As I am an animist, the science is decidedly behind the the times when it comes to that which is obvious to me, like with most things. I don't need a scientist to tell me what is intuitive.
 

Brickjectivity

Veteran Member
Staff member
Premium Member
Do you consider it ethical to eat meat? If yes, are there any circumstances in which you consider it unethical? Do you eat some types of meat but not others (for ethical reasons)? What reasoning do you use to arrive at your conclusion?
I think vegetarianism (while nice) doesn't actually amount to better ethics for humans, mainly because people are so unethical. Eating meat is very human, but not eating meat cannot make us better than we are.
 

Left Coast

This Is Water
Staff member
Premium Member
As I am an animist, the science is decidedly behind the the times when it comes to that which is obvious to me, like with most things. I don't need a scientist to tell me what is intuitive.

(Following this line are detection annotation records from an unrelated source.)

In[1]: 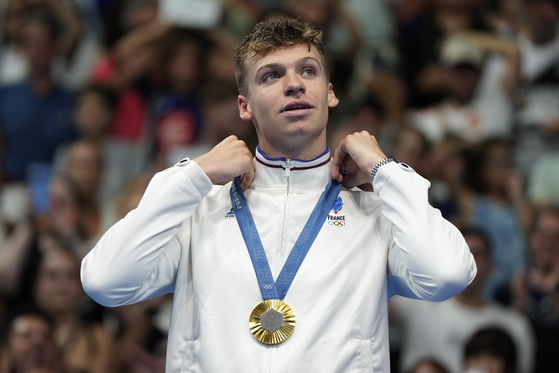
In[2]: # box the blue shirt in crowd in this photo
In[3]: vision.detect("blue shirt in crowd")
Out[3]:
[0,82,77,180]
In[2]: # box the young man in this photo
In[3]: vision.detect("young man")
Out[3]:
[82,19,475,372]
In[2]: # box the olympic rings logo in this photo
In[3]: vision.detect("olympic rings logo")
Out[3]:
[328,220,345,228]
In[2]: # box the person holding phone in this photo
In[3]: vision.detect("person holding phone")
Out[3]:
[81,18,476,373]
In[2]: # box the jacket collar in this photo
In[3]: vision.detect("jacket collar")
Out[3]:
[249,146,332,195]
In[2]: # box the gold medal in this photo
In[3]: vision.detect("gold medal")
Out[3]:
[248,299,295,345]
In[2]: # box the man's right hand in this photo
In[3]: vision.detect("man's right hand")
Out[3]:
[194,135,254,190]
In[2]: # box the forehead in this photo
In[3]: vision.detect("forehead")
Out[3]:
[247,44,323,77]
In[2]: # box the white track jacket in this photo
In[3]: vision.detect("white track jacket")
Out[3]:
[81,149,476,373]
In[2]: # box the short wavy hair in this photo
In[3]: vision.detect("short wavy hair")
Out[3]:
[235,17,329,96]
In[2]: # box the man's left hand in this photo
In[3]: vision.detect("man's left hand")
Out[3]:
[332,131,386,188]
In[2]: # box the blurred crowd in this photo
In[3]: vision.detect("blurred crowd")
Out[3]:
[0,0,559,373]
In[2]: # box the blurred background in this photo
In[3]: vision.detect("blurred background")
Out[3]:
[0,0,559,373]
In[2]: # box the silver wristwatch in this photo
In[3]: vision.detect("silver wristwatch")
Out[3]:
[369,155,400,184]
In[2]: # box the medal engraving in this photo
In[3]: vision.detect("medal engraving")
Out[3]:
[248,299,295,345]
[260,310,283,332]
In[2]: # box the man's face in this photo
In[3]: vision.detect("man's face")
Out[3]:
[22,21,56,76]
[238,45,338,157]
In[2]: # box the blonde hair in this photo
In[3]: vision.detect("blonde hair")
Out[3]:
[235,17,329,96]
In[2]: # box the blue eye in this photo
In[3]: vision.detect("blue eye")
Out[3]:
[303,69,315,75]
[263,73,279,82]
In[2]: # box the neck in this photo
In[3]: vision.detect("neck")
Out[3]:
[259,137,326,161]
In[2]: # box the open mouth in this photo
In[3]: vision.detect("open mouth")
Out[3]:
[281,102,312,113]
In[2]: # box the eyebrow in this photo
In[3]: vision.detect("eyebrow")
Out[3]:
[254,56,322,77]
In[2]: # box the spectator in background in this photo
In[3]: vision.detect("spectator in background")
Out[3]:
[64,140,117,253]
[0,308,63,373]
[0,0,27,86]
[528,152,559,207]
[498,208,559,373]
[392,128,429,175]
[0,175,84,308]
[397,0,489,108]
[465,139,532,298]
[148,28,209,170]
[0,8,76,181]
[427,136,474,228]
[92,0,170,143]
[410,33,520,144]
[35,245,118,373]
[0,0,99,89]
[54,86,147,204]
[390,225,534,373]
[516,0,559,174]
[464,327,523,373]
[201,84,258,154]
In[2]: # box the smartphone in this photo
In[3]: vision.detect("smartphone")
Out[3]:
[159,0,223,29]
[27,162,52,214]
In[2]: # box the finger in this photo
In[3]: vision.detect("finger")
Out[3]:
[240,164,256,191]
[332,140,347,183]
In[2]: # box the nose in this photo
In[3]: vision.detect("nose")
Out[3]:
[284,71,305,96]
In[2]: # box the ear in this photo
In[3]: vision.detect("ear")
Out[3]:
[237,95,252,122]
[328,83,340,107]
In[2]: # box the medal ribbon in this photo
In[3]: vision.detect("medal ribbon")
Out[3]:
[230,177,342,300]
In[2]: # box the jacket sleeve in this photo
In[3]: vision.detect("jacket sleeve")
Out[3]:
[81,161,212,307]
[373,162,477,301]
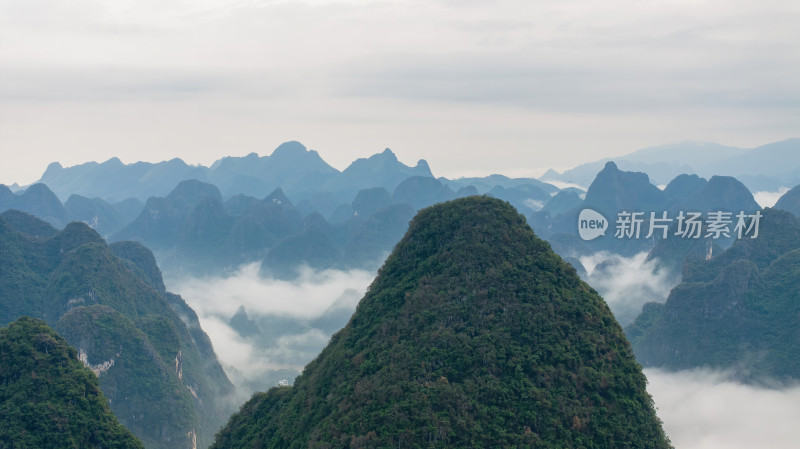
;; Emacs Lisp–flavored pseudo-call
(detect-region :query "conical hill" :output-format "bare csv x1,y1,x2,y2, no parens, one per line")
213,197,669,448
0,317,144,449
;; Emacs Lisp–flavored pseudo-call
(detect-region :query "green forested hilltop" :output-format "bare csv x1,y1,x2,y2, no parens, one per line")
626,208,800,384
0,213,233,449
0,317,144,449
213,197,669,449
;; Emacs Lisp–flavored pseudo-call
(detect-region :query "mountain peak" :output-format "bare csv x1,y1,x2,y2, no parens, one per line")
270,140,307,158
214,197,669,448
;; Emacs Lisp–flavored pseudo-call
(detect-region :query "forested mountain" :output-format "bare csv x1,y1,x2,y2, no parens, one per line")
213,197,669,448
112,177,418,277
626,209,800,383
0,213,233,448
0,317,144,449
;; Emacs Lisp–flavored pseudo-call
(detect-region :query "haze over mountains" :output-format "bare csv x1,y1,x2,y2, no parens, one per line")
213,197,670,449
541,138,800,192
0,211,233,449
0,139,800,448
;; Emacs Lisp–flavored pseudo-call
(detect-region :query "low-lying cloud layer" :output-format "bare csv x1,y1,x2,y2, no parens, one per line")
168,264,374,395
580,252,680,326
645,369,800,449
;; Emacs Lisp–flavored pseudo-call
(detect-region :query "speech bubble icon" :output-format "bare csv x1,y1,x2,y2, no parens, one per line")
578,209,608,240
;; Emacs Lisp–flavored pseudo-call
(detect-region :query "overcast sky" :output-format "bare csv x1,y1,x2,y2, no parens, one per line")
0,0,800,184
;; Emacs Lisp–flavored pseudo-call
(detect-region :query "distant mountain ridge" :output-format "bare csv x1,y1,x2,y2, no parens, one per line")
0,211,233,449
38,141,433,202
626,208,800,384
540,138,800,192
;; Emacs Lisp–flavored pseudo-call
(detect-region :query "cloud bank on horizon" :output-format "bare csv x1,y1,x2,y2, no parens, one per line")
0,0,800,182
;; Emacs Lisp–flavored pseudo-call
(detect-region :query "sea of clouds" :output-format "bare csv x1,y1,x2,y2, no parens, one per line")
168,262,800,449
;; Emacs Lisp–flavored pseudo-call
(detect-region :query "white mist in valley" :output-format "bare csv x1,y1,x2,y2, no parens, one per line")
167,263,375,395
645,369,800,449
579,252,680,326
753,187,789,207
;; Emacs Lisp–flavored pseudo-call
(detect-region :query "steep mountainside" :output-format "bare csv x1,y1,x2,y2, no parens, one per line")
0,317,144,449
0,184,69,228
0,217,233,448
214,197,669,448
775,185,800,217
626,209,800,382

Neither do I. And it's pretty intuitive to me that the mental faculties of my cat vastly outweigh whatever "mind" my tomato plants out back have. And it's pretty intuitive to me that harvesting tomatoes from my tomato plant to eat (or even killing said plant, though I hope that wouldn't be necessary) is doing vastly less harm than killing my cat for food.
 

Left Coast

This Is Water
Staff member
Premium Member
I think vegetarianism (while nice) doesn't actually amount to better ethics for humans, mainly because people are so unethical. Eating meat is very human, but not eating meat cannot make us better than we are.

I don't follow the logic here. If you refrain from doing something unethical, aren't you by definition behaving more ethically than you would be otherwise?
 

Saint Frankenstein

Here for the ride
Premium Member
Neither do I. And it's pretty intuitive to me that the mental faculties of my cat vastly outweigh whatever "mind" my tomato plants out back have. And it's pretty intuitive to me that harvesting tomatoes from my tomato plant to eat (or even killing said plant, though I hope that wouldn't be necessary) is doing vastly less harm than killing my cat for food.
To me, it comes down to a form of prejudice because plants are so different from us in their form and such. It's a problem with primal psychology to make us biased towards our own kind over others. Not too long ago, we thought the same about all non-human animals like your kitty and many still think the same.